Generador Robots.txt is an SEO tool that will allow you to create your robots.txt file for your website easily and without any knowledge of the subject. Complete the fields you are interested in indexing or not indexing and the tool will automatically create your robots.txt.
What is a robots.txt file?
A robots.txt file tells search engine crawlers which pages or files the crawler can or can't request from your site. This is used mainly to avoid overloading your site with requests; it is not a mechanism for keeping a web page out of Google. To keep a web page out of Google, you should use noindex directives, or password-protect your page.
Understand the limitations of robots.txt
Before you create or edit robots.txt, you should know the limits of this URL blocking method. At times, you might want to consider other mechanisms to ensure your URLs are not findable on the web.

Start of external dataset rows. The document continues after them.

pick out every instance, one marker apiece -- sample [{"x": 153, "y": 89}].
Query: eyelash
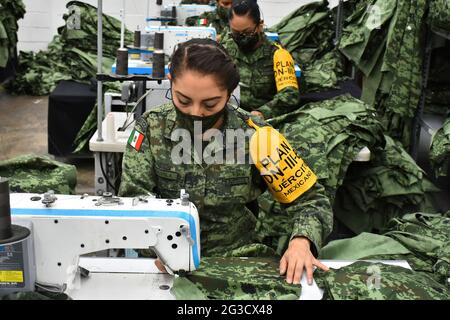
[{"x": 206, "y": 105}]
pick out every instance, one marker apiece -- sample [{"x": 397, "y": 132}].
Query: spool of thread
[
  {"x": 5, "y": 210},
  {"x": 122, "y": 62},
  {"x": 137, "y": 38},
  {"x": 158, "y": 57},
  {"x": 159, "y": 41},
  {"x": 174, "y": 12}
]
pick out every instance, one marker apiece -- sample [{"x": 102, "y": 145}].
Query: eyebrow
[{"x": 186, "y": 97}]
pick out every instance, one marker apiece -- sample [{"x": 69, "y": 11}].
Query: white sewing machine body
[{"x": 72, "y": 226}]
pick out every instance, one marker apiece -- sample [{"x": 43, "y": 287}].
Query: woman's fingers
[
  {"x": 320, "y": 265},
  {"x": 291, "y": 270},
  {"x": 160, "y": 266},
  {"x": 298, "y": 272},
  {"x": 283, "y": 265},
  {"x": 309, "y": 271}
]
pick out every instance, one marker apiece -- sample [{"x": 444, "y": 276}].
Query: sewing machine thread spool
[
  {"x": 5, "y": 211},
  {"x": 17, "y": 265},
  {"x": 158, "y": 71},
  {"x": 122, "y": 62},
  {"x": 137, "y": 38}
]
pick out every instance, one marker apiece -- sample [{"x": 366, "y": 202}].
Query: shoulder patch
[
  {"x": 284, "y": 69},
  {"x": 135, "y": 140},
  {"x": 142, "y": 123}
]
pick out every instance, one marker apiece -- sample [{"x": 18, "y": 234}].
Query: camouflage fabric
[
  {"x": 72, "y": 54},
  {"x": 421, "y": 239},
  {"x": 376, "y": 281},
  {"x": 427, "y": 236},
  {"x": 440, "y": 14},
  {"x": 362, "y": 246},
  {"x": 327, "y": 135},
  {"x": 236, "y": 279},
  {"x": 308, "y": 33},
  {"x": 219, "y": 191},
  {"x": 440, "y": 150},
  {"x": 388, "y": 186},
  {"x": 38, "y": 174},
  {"x": 213, "y": 19},
  {"x": 10, "y": 12},
  {"x": 383, "y": 38},
  {"x": 258, "y": 88}
]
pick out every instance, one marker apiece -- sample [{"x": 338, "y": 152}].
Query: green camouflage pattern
[
  {"x": 213, "y": 19},
  {"x": 376, "y": 281},
  {"x": 385, "y": 44},
  {"x": 236, "y": 279},
  {"x": 421, "y": 239},
  {"x": 10, "y": 12},
  {"x": 427, "y": 235},
  {"x": 72, "y": 54},
  {"x": 327, "y": 135},
  {"x": 309, "y": 34},
  {"x": 440, "y": 150},
  {"x": 388, "y": 186},
  {"x": 219, "y": 191},
  {"x": 440, "y": 15},
  {"x": 39, "y": 174},
  {"x": 258, "y": 88}
]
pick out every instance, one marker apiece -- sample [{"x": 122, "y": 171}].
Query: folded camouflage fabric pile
[
  {"x": 72, "y": 54},
  {"x": 376, "y": 281},
  {"x": 236, "y": 279},
  {"x": 327, "y": 135},
  {"x": 10, "y": 12},
  {"x": 440, "y": 150},
  {"x": 388, "y": 186},
  {"x": 39, "y": 174},
  {"x": 308, "y": 33},
  {"x": 440, "y": 15},
  {"x": 421, "y": 239},
  {"x": 384, "y": 40}
]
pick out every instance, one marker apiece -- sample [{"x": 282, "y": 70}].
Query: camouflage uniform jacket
[
  {"x": 213, "y": 19},
  {"x": 258, "y": 87},
  {"x": 219, "y": 191}
]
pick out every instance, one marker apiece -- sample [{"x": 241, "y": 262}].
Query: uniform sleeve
[
  {"x": 312, "y": 217},
  {"x": 287, "y": 97},
  {"x": 284, "y": 101},
  {"x": 138, "y": 177}
]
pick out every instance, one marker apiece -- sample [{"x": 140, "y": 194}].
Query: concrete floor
[{"x": 23, "y": 130}]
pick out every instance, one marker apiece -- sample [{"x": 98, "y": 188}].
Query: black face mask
[
  {"x": 246, "y": 43},
  {"x": 187, "y": 121}
]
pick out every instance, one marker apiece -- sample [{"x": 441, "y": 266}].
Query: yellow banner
[
  {"x": 285, "y": 173},
  {"x": 284, "y": 69},
  {"x": 11, "y": 276}
]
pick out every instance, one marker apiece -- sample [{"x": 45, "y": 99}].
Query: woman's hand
[{"x": 297, "y": 257}]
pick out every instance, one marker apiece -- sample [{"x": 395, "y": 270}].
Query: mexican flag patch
[
  {"x": 136, "y": 139},
  {"x": 202, "y": 22}
]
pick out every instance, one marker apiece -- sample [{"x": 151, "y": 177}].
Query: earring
[{"x": 169, "y": 94}]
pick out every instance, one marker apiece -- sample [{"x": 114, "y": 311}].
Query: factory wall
[{"x": 43, "y": 17}]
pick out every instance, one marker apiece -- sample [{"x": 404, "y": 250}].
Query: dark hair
[
  {"x": 207, "y": 57},
  {"x": 246, "y": 7}
]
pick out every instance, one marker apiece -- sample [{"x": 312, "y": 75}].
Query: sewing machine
[
  {"x": 66, "y": 228},
  {"x": 66, "y": 232}
]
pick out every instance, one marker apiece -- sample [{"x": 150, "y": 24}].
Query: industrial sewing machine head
[{"x": 49, "y": 233}]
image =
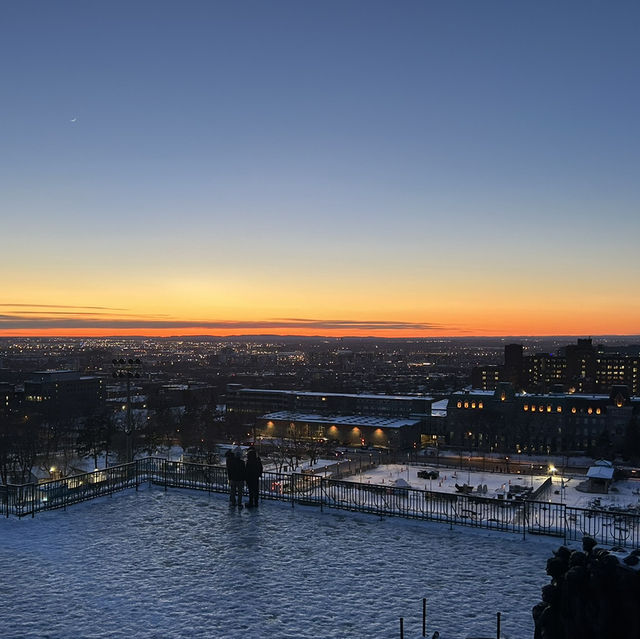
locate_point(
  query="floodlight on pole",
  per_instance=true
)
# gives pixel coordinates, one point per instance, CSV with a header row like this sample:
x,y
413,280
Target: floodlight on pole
x,y
128,369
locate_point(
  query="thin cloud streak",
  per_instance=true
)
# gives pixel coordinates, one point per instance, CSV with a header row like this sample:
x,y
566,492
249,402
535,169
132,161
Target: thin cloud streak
x,y
97,308
17,322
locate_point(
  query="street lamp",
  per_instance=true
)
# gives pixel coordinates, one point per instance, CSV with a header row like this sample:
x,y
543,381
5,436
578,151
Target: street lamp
x,y
127,369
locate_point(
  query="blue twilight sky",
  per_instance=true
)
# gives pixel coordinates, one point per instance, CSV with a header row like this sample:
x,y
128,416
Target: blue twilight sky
x,y
388,152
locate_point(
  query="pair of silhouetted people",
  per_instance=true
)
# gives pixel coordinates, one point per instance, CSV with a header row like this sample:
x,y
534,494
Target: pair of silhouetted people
x,y
240,472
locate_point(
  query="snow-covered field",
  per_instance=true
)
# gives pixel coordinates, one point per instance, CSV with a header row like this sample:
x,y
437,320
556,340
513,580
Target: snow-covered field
x,y
626,493
448,478
182,564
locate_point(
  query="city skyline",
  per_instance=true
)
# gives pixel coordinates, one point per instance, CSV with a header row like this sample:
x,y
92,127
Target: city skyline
x,y
425,169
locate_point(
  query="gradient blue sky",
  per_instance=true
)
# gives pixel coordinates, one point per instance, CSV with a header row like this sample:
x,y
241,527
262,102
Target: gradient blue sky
x,y
456,167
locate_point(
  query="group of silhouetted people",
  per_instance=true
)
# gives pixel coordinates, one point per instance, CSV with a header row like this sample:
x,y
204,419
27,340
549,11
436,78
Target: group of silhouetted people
x,y
240,472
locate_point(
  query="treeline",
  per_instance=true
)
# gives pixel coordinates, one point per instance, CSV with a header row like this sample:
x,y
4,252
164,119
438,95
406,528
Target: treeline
x,y
55,444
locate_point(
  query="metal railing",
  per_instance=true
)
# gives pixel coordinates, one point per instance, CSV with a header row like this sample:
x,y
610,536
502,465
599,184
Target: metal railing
x,y
515,516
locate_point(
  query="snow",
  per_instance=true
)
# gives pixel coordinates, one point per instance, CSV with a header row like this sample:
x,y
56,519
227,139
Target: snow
x,y
449,477
625,494
155,564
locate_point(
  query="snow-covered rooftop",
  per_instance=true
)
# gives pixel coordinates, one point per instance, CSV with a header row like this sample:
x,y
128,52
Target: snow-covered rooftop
x,y
317,394
342,420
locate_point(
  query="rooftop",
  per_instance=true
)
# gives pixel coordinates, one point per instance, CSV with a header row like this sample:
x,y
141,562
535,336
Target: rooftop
x,y
341,420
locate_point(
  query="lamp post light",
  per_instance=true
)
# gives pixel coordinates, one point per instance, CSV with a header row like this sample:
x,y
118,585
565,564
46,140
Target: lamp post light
x,y
128,369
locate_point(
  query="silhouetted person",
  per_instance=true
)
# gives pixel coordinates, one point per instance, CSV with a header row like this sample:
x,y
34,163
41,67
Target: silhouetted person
x,y
252,475
235,473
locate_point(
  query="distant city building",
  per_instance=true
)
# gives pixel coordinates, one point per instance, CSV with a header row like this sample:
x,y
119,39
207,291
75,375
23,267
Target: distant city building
x,y
348,430
577,368
389,421
65,393
538,423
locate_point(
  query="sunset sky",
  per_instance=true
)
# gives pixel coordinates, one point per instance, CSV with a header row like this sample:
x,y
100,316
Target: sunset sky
x,y
409,168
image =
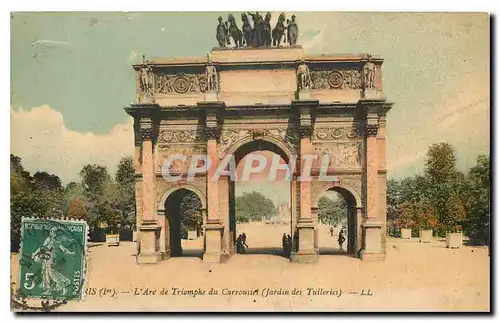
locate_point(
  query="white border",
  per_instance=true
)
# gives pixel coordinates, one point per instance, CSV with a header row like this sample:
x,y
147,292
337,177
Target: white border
x,y
206,5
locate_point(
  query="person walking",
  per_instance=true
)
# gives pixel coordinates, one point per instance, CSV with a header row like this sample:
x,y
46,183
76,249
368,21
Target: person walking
x,y
284,242
239,245
341,240
244,240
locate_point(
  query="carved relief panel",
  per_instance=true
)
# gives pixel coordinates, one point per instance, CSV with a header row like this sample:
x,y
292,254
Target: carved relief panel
x,y
177,166
180,83
336,79
341,154
343,145
231,136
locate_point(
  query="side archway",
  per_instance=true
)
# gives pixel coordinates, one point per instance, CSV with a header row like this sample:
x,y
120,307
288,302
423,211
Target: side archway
x,y
170,218
353,229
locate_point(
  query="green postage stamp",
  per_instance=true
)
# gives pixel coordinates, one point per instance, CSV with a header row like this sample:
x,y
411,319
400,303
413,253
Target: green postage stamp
x,y
52,258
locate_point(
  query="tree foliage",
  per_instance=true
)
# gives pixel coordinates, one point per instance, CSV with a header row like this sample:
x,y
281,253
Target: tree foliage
x,y
190,208
332,211
477,201
253,206
453,200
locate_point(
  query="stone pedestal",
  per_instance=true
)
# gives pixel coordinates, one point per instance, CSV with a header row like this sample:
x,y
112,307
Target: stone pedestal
x,y
213,242
372,233
149,243
305,94
306,252
211,96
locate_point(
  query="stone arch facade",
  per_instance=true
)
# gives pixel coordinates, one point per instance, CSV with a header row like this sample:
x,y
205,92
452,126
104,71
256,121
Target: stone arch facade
x,y
172,189
163,216
338,115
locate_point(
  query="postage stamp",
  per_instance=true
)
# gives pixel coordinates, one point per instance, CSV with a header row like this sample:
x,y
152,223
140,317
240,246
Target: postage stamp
x,y
250,161
52,258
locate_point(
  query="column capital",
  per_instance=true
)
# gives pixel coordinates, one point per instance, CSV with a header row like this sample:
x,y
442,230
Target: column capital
x,y
306,132
371,129
212,133
146,129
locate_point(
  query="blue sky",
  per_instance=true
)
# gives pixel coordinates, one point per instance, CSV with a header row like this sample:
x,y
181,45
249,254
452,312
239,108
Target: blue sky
x,y
71,76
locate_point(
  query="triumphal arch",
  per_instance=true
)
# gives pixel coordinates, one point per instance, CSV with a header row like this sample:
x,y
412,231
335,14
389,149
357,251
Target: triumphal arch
x,y
239,100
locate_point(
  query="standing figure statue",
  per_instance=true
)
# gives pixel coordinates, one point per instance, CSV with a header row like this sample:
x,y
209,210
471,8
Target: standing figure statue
x,y
247,30
146,78
52,278
211,76
258,30
279,30
267,30
234,31
304,76
292,31
369,73
222,34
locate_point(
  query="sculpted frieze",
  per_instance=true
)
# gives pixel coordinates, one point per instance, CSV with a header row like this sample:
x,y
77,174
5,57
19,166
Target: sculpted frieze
x,y
232,135
180,136
336,79
337,133
177,165
342,154
180,83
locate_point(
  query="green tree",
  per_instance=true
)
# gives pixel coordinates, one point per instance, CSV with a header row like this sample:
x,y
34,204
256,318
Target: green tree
x,y
254,206
331,211
440,162
125,179
443,183
190,209
30,198
76,209
47,180
425,215
405,215
455,214
95,180
477,196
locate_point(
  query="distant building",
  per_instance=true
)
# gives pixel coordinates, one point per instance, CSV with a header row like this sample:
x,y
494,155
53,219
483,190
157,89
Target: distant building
x,y
283,215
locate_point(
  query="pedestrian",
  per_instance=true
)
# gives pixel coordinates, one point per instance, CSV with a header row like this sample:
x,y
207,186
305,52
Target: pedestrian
x,y
244,240
341,240
284,242
239,245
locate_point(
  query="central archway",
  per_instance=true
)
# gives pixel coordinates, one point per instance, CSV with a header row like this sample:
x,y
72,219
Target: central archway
x,y
263,230
346,206
183,222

Robots.txt directives may not be supported by all search engines
The instructions in robots.txt files cannot enforce crawler behavior to your site, it's up to the crawler to obey them. While Googlebot and other respectable web crawlers obey the instructions in a robots.txt file, other crawlers might not. Therefore, if you want to keep information secure from web crawlers, it’s better to use other blocking methods, such as password-protecting private files on your server.
Different crawlers interpret syntax differently
Although respectable web crawlers follow the directives in a robots.txt file, each crawler might interpret the directives differently. You should know the proper syntax for addressing different web crawlers as some might not understand certain instructions.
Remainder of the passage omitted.